C. inform the parties of the extension, reinstatement and dismissal procedures outlined in the Order.

As before, the 54th Order provides that the case is dismissed with prejudice if the 60-day abatement period is not reinstated or extended. To reinstate an abated case, the landlord must file a motion to reinstate within the 60-day abatement period and serve a copy of the motion on the tenant. The motion must show that the application for rental assistance has been denied, cancelled or withdrawn.

If you are interested in rental assistance, it would be beneficial to have the resident apply for assistance as early as possible in the eviction process. If you are not interested, you should be prepared to tell the judge you do not have a pending application for rental assistance involving the resident and you do not have an interest in participating in an available rental assistance program.

If you chose not to participate in a rental assistance program, it would be beneficial to explain to the judge the reason why you have chosen not to participate. The resident may have been uncooperative with respect to communicating with you in the past, the resident may have previously had rental assistance and you don’t think an application for rental assistance would be successful, or the resident has had conduct issues. You may have also decided not to participate in rental assistance because of the strings attached to the program (such as waiving fees or having to wait additional time after receiving assistance to take action for subsequent defaults).

Dotting the “i’s” and crossing the “t’s”

If legal aid is involved in your case, you can assume that you will be pressed to prove that you have delivered the notice to vacate properly and that you have complied with all applicable rules, regulations and requirements.

The notice to vacate must be delivered properly. The Property Code requires that the notice to vacate be given in person or by mail at the premises in question. Notice in person may be by personal delivery to the resident or any person residing at the premises who is 16 years of age or older or personal delivery to the premises and affixing the notice to the inside of the main entry door. Notice by mail may be by regular mail, registered mail or certified mail, return receipt requested, to the premises.

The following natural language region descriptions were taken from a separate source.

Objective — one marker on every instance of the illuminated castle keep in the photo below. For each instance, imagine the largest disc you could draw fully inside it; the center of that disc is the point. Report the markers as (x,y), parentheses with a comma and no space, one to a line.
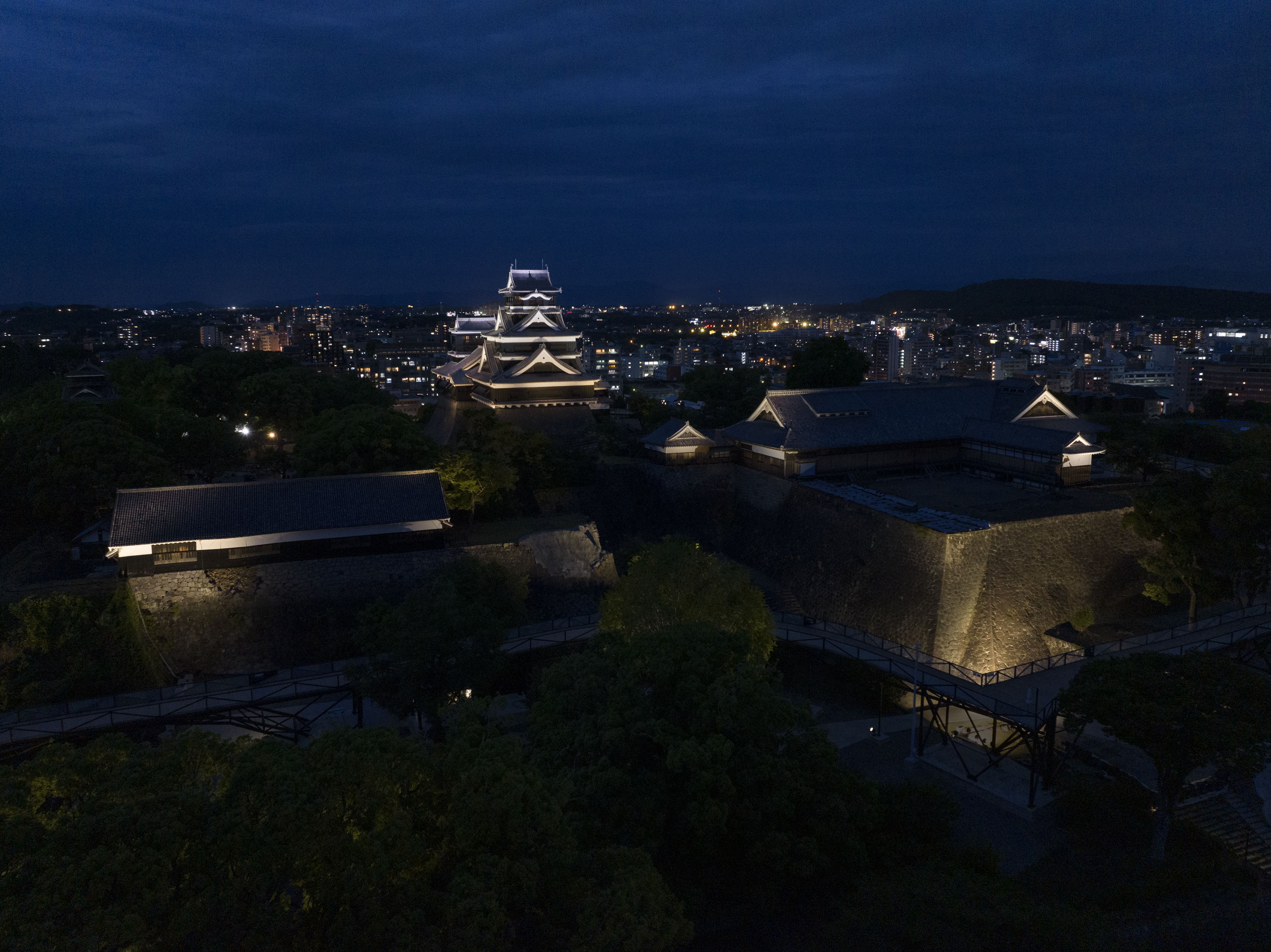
(524,358)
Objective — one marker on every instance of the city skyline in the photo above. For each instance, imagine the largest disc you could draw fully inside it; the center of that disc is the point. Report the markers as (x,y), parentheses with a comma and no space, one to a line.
(760,153)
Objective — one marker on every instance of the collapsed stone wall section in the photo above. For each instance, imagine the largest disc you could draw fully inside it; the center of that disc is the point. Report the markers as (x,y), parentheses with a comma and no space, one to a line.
(983,599)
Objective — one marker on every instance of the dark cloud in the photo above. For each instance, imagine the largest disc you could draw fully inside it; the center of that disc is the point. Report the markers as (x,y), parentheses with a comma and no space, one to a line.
(237,150)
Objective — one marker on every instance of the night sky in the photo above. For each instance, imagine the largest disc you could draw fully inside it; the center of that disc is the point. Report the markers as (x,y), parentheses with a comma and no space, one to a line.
(232,152)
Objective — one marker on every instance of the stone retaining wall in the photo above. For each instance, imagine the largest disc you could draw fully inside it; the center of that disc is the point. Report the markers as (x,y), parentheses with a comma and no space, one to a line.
(983,599)
(565,558)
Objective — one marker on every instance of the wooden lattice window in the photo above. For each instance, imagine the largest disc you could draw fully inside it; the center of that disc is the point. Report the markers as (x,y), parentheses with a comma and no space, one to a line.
(168,553)
(250,552)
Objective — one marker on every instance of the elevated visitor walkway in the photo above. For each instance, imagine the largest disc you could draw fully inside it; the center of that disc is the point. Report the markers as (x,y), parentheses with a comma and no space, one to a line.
(996,712)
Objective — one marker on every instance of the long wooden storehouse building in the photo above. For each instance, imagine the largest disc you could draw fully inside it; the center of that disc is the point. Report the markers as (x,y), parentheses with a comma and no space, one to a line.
(223,525)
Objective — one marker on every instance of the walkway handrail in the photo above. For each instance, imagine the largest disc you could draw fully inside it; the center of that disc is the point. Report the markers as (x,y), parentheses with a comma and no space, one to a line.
(987,678)
(328,677)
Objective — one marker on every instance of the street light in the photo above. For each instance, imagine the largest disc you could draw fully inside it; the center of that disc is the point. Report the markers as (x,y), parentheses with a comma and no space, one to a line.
(913,727)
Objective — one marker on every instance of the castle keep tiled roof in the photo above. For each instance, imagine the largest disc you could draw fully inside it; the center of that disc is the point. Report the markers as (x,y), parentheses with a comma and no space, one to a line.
(237,510)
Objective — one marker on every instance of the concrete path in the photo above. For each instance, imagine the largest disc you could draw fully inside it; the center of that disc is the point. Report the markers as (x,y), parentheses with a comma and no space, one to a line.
(1017,842)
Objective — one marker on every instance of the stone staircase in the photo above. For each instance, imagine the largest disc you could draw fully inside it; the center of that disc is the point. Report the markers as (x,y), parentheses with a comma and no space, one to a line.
(1227,818)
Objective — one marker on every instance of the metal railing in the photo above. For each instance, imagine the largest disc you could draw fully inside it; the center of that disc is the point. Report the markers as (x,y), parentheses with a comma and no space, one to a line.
(1069,658)
(1142,641)
(181,701)
(309,680)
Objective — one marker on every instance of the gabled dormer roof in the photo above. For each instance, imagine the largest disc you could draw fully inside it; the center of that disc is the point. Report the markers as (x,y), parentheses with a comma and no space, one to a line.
(1044,405)
(529,280)
(539,319)
(678,433)
(542,361)
(888,415)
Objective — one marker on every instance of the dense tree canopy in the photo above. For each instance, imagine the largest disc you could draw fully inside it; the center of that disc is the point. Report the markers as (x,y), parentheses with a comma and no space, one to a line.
(1175,513)
(678,740)
(827,361)
(67,647)
(677,583)
(363,439)
(173,419)
(1182,711)
(363,841)
(443,641)
(730,394)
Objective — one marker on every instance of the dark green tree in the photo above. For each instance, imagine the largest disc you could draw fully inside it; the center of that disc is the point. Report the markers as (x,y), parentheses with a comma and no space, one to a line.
(679,740)
(1133,452)
(1182,711)
(1215,403)
(363,439)
(471,480)
(281,400)
(651,411)
(1174,511)
(444,641)
(1241,522)
(730,394)
(827,361)
(67,647)
(75,469)
(677,583)
(361,841)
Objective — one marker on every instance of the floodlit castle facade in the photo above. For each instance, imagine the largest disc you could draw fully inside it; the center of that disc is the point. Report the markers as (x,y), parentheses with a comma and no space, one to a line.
(523,358)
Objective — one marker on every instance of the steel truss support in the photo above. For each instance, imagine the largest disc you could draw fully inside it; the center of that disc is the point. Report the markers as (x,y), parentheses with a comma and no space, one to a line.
(997,743)
(285,725)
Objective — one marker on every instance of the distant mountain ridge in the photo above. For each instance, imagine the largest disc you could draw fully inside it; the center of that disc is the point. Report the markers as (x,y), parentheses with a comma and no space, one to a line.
(1016,299)
(1190,276)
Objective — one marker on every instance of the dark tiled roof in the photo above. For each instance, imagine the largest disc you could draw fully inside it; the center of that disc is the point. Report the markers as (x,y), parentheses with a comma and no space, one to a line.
(899,414)
(677,433)
(236,510)
(1068,425)
(1022,438)
(529,280)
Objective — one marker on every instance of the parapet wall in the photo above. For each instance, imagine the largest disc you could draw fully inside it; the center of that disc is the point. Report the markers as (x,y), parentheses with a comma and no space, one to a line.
(983,599)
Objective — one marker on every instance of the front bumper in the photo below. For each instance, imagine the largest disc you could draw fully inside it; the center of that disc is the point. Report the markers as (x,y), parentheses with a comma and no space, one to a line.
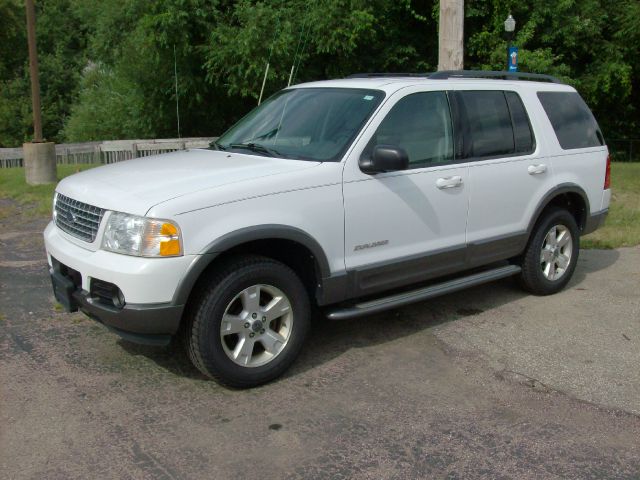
(150,313)
(148,324)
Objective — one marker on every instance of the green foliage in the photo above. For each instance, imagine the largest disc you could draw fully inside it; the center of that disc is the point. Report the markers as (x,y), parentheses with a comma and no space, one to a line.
(107,66)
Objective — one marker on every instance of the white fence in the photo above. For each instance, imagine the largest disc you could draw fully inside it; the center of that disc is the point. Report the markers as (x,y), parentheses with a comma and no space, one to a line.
(107,152)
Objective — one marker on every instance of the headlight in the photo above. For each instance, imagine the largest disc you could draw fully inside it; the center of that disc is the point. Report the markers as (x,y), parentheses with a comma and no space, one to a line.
(140,236)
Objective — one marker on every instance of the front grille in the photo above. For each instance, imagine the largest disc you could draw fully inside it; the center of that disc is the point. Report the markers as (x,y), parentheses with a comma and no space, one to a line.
(78,219)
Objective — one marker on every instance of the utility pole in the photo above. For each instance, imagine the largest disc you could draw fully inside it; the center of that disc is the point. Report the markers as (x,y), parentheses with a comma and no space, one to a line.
(451,35)
(39,156)
(33,71)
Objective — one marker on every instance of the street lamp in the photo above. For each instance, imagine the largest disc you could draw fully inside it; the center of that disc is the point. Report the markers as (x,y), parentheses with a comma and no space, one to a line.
(510,25)
(512,52)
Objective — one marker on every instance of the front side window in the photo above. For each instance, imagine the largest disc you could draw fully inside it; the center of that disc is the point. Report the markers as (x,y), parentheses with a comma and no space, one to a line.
(419,123)
(304,124)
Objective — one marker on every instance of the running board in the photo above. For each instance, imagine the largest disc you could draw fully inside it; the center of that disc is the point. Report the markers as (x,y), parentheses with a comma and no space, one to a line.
(405,298)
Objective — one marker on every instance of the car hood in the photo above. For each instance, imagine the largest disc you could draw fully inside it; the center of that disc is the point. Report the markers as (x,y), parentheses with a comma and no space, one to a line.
(134,186)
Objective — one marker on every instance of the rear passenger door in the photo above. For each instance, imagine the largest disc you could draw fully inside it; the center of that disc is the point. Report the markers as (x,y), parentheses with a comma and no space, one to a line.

As an alternative, the owner may deliver the notice by securely affixing the notice to the outside of the main entry door; however, this method of delivery should be considered in only certain limited circumstances. Outside delivery can only be done if: (i) the premises has no mailbox and a keyless bolting device, alarm system or dangerous animal prevents the owner from entering the premises; or (ii) the owner reasonably believes that harm will result from personal delivery to the resident or by affixing the notice to the inside of the main entry door. Additionally, the notice must be placed in a sealed envelope with the resident’s name, address and in all capital letters, the words “IMPORTANT DOCUMENT” (or substantially similar language) and must be mailed no later than 5 pm on the same day from the same county in which the premises is located.

Since notice on the outside of the door requires that certain specific additional action be taken, and is only available in limited circumstances, the best approach, if possible, is to affix the notice to the inside of the main entry door. It would also be beneficial to take a picture of the notice affixed to the inside of the door.

Also remember to be prepared to state whether or not your property is subject to the CARES Act. The Property Code provides that the owner must give at least three days written notice to vacate before the owner files a forcible detainer suit unless the parties have contracted for a shorter or longer period in a written lease or agreement. The TAA lease provides for a 24-hour notice to vacate. However, if your property is subject to the CARES Act or the applicable HUD or Federal Housing Finance Agency rules, you would be required to give a 30-day notice in nonpayment of rent cases.

The eviction landscape is different than it was three years ago. It is conceivable that it will never get back to the way it was. A “new normal” will need to be learned and accepted. Be prepared!